Their findings were published online in the journal Biosensors and Bioelectronics on January 18th, 2022, ahead of publication in the journal’s April edition.
Bacteria-induced ailments, such as those due to the direct bacterial infection or exposure to bacterial toxins, can cause severe symptoms and even fatality. Hence, early diagnosis of bacteria is essential for avoiding contaminated food consumption and diagnosing infections from clinical samples like urine.
By using surface-enhanced Raman spectroscopy (SERS) analysis boosted with a newly proposed deep learning model, we demonstrated a markedly simple, fast, and effective route to classify the signals of two common bacteria and their resident media without any separation procedures.”
Sungho Jo, Professor, School of Computing, Korea Advanced Institute of Science and Technology
Raman spectroscopy examines how light scatters through a substance. The spectral fingerprint provides structural information about the sample, helping researchers to discover its constituents. Sample cells are placed on noble metal nanostructures in the surface-enhanced form, which helps enhance the sample’s signals.

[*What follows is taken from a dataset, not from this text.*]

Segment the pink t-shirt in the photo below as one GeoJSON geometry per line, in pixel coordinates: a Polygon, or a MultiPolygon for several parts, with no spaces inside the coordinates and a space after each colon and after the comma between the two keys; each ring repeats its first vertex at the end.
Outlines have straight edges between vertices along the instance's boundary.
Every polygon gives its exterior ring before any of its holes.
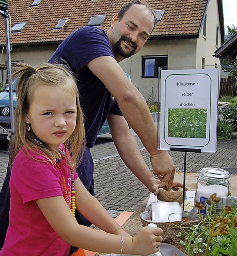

Due to various redundant peak sources, such as proteins in cell walls, it is difficult to get consistent and accurate spectra of bacteria.
Moreover, strong signals of surrounding media are also enhanced to overwhelm target signals, requiring time-consuming and tedious bacterial separation steps.”
Yeon Sik Jung, Professor, Department of Materials Science and Engineering, Korea Advanced Institute of Science and Technology
The scientists used deep learning, an artificial intelligence technology that can hierarchically retrieve particular elements of spectral information to classify data, to filter through the noisy signals. Their approach, called the dual-branch wide-kernel network (DualWKNet), was created to understand the link between spectral properties efficiently. According to Professor Jo, this capacity is essential for interpreting one-dimensional spectral information.
Explaining that DualWKNet enabled the team to find significant peaks in each class that was nearly indistinguishable in individual spectra, improving classification accuracies, Professor Jo states, “Despite having interfering signals or noise from the media, which make the general shapes of different bacterial spectra and their residing media signals look similar, high classification accuracies of bacterial types and their media were achieved.”
“Ultimately, with the use of DualWKNet replacing the bacteria and media separation steps, our method dramatically reduces analysis time,” he added.
The researchers intend to use their framework to investigate more bacteria and media kinds, employing the data to create a training data library of numerous bacterial varieties in additional media to reduce the time required to gather and detect new samples.
“We developed a meaningful universal platform for rapid bacterial detection with the collaboration between SERS and deep learning,” Professor Jo stated. “We hope to extend the use of our deep learning-based SERS analysis platform to detect numerous types of bacteria in additional media that are important for food or clinical analysis, such as blood,” he concluded.
Rho, E., et al. (2022) Separation-free bacterial identification in arbitrary media via deep neural network-based SERS analysis. Biosensors and Bioelectronics. doi.org/10.1016/j.bios.2022.113991.